UK cuts red tape around post-Brexit certification after warning to businesses

The UK government has bowed to intense pressure from industry and announced its intention to reduce the bureaucratic requirements associated with the introduction of a new post-Brexit quality assurance and safety mark “UKCA”.

Paul Scully, the minister for small businesses, said on Monday the UK would adopt changes to make it “easier and cheaper” to transition to the new UKCA scheme, which has been heavily criticized as unnecessary and costly by regulators. industry.

The ‘easements’, which include recognition of EU testing on existing products as the basis for awarding a UKCA mark, were designed to ‘reduce compliance burdens and avoid costs which could be passed on to consumers,” he said.

However, industry groups, while welcoming the concession, warned that the government’s decision to continue the certification scheme from January 1, 2023 would still entail costs for businesses with no obvious benefit.

The UKCA certificate, the introduction of which has already been delayed for a year, is the UK equivalent of the EU’s widely used and internationally recognized ‘CE’ safety mark.

Britain’s Chambers of Commerce said in December that businesses were “unconvinced” by the UKCA. He welcomed the latest decision to cut introductory spending on the scheme, but warned it did not address broader concerns about the cost of the policy.

“After the end of 2022, businesses will face significant new cost pressures from the introduction of the new tagging system,” said William Bain, head of trade policy at BCC.

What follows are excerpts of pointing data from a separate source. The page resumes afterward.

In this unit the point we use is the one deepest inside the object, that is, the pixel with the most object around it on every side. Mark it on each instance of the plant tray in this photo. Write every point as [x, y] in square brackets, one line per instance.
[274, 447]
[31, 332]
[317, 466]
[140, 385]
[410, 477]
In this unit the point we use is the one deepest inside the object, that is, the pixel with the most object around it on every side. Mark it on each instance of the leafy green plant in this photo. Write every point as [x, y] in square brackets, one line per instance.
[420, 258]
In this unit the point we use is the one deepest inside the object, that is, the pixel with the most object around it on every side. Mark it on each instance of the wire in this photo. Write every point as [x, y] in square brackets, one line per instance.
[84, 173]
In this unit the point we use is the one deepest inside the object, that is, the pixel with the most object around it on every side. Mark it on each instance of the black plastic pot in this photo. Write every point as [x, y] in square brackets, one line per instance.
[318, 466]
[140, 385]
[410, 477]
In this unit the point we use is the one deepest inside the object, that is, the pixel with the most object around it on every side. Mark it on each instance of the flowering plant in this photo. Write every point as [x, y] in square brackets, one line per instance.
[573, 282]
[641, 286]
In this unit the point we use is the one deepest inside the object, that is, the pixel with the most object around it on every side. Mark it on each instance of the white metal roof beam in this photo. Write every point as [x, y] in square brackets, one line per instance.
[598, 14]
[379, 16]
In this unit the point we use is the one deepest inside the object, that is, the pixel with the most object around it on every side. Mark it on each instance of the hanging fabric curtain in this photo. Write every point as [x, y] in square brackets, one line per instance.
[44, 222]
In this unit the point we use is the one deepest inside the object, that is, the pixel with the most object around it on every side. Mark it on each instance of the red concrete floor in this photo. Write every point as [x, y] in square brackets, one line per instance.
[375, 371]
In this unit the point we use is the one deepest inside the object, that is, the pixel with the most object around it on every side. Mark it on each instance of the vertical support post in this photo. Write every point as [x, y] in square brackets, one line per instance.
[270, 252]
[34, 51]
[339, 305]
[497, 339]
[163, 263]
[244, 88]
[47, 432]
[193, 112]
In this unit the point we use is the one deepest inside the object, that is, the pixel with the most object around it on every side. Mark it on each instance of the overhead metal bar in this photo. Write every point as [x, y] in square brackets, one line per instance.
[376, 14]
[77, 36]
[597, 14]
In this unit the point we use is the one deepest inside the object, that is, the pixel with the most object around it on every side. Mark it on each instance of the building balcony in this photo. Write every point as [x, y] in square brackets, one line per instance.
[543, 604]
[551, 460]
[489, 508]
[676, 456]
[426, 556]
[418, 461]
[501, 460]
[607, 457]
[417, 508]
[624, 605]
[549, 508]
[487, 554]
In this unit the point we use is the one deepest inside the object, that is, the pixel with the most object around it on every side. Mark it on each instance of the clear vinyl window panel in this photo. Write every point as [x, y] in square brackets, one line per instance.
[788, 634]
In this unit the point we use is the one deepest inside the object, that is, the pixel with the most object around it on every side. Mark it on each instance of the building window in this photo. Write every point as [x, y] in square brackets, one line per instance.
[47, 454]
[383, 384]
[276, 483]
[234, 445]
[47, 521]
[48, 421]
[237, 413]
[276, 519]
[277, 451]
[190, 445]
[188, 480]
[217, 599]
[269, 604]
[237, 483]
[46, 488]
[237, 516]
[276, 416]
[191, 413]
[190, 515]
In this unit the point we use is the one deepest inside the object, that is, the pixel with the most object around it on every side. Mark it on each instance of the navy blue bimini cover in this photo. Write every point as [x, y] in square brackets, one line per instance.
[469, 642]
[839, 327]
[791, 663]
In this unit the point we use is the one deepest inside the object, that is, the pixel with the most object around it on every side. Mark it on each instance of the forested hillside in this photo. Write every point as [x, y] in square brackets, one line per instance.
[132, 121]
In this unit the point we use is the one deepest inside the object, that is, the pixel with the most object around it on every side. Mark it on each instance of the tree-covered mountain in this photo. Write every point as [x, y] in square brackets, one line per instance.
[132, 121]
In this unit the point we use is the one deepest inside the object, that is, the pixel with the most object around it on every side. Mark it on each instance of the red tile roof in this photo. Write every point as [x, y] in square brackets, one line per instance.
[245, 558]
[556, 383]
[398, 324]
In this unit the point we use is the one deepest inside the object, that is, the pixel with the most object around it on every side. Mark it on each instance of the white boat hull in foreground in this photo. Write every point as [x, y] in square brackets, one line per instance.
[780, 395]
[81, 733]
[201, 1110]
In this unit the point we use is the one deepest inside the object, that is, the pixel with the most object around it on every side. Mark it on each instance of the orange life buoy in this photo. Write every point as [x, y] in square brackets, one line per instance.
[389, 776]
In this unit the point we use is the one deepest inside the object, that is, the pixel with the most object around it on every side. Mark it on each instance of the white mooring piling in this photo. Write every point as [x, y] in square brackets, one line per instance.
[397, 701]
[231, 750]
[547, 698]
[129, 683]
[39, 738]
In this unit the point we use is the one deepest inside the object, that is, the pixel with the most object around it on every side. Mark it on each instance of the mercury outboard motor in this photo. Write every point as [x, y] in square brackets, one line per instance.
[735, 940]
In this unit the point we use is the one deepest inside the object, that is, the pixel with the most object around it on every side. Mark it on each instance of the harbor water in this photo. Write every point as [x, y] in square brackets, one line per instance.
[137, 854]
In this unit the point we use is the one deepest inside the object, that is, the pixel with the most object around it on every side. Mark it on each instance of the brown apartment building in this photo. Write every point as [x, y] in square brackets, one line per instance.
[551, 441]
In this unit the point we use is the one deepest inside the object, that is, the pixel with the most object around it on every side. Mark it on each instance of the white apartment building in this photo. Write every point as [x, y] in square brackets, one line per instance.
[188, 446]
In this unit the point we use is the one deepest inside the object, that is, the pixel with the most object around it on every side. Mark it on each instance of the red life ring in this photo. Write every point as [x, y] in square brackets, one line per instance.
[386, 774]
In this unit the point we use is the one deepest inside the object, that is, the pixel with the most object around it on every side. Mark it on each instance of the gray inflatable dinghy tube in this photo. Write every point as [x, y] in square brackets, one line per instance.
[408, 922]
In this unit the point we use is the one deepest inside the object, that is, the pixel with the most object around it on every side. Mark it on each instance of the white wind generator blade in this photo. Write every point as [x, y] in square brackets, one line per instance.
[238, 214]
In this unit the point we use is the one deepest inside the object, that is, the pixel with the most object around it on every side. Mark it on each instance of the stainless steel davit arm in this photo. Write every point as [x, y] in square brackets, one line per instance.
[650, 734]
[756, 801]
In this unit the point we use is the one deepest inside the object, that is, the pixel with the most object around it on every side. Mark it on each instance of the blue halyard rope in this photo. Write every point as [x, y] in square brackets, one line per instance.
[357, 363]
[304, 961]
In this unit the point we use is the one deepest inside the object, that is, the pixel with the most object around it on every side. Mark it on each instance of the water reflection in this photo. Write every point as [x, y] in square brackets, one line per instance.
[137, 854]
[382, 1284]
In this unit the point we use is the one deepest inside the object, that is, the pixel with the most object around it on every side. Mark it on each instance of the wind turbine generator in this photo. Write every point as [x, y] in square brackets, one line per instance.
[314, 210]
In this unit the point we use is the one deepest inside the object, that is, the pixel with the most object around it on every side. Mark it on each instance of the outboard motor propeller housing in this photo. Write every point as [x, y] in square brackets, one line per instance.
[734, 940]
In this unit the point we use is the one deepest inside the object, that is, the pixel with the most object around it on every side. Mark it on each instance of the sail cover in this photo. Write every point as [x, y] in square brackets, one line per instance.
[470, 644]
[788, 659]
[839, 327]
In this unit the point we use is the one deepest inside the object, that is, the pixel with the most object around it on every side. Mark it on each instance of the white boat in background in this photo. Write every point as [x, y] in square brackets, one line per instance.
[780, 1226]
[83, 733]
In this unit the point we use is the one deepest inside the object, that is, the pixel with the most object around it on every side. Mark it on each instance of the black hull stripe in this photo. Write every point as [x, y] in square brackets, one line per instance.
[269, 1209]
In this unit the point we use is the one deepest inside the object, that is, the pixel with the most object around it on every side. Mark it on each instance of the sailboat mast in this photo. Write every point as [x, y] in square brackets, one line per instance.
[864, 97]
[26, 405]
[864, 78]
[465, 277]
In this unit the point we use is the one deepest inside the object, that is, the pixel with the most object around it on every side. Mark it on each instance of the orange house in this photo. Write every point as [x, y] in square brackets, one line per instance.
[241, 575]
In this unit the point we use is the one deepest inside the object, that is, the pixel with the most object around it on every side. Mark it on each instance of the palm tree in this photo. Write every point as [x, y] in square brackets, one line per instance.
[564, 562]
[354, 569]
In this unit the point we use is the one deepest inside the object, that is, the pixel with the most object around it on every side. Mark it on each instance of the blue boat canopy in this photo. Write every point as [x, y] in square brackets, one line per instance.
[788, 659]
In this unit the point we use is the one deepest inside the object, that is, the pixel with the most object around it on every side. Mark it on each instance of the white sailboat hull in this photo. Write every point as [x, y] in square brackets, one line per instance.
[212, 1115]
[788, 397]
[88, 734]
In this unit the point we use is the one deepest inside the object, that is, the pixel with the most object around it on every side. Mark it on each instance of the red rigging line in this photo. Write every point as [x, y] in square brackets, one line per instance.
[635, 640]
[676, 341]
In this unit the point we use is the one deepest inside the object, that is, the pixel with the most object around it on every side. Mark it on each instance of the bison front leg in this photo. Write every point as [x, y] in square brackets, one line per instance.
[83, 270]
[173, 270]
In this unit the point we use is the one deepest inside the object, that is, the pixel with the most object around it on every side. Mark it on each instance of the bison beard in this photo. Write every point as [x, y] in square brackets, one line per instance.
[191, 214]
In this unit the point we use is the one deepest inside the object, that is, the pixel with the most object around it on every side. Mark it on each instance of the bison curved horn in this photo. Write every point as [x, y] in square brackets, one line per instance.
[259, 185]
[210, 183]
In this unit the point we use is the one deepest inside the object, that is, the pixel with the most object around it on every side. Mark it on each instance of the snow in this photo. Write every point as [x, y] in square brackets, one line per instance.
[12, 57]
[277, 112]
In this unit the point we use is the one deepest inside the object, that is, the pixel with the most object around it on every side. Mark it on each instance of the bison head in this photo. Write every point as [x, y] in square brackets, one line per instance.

As part of the changes, the government removed the requirement for imported parts to bear the UKCA mark before being fitted to machinery – such as a German-made lift – already fitted in the UK.

But Nick Mellor, chief executive of the Lift and Escalator Industry Association, said the concession, while welcome, would not contribute to the future cost of certifying some 8,000 elevators installed each year, with 1,200 different types of lift components. security.

“It is important to recognize that, even with these measures, having to take equipment through conformity assessment in the UK has been and will continue to be an additional cost to UK businesses without bringing any increase in safety or quality,” he added.

The construction industry, which warned last year that UKCA marks would lead to shortages of building materials, said the concession would help keep products flowing, but key technical aspects of the UKCA scheme remained without answer.

“There are still a number of important issues to be resolved, such as the continuing lack of capacity in the UK certification and testing industry,” said Peter Caplehorn, chief executive of the Construction Products Association.

Scully said the UKCA mark allows the UK “to take control of how products are regulated”, but industry groups have warned against creating a dual certification scheme for products that have passed the EU assessments.

Critics have also noted that CE marked goods are free to move into Northern Ireland and therefore have unfettered access to the UK market, raising questions as to why CE marked goods cannot be accepted from from Europe or the rest of the world.

Sam Lowe, director of trade at consultancy Flint Global, said that while there was a case for a separate UK regime in certain sectors, there was no need to impose it on all areas to that time.

“It would make more sense for the UK to commit long-term to an approach which, unless there is a good reason, allows EU CE marking to be sufficient for products placed in the UK market, as long as the underlying UK product standard is the same,” he said.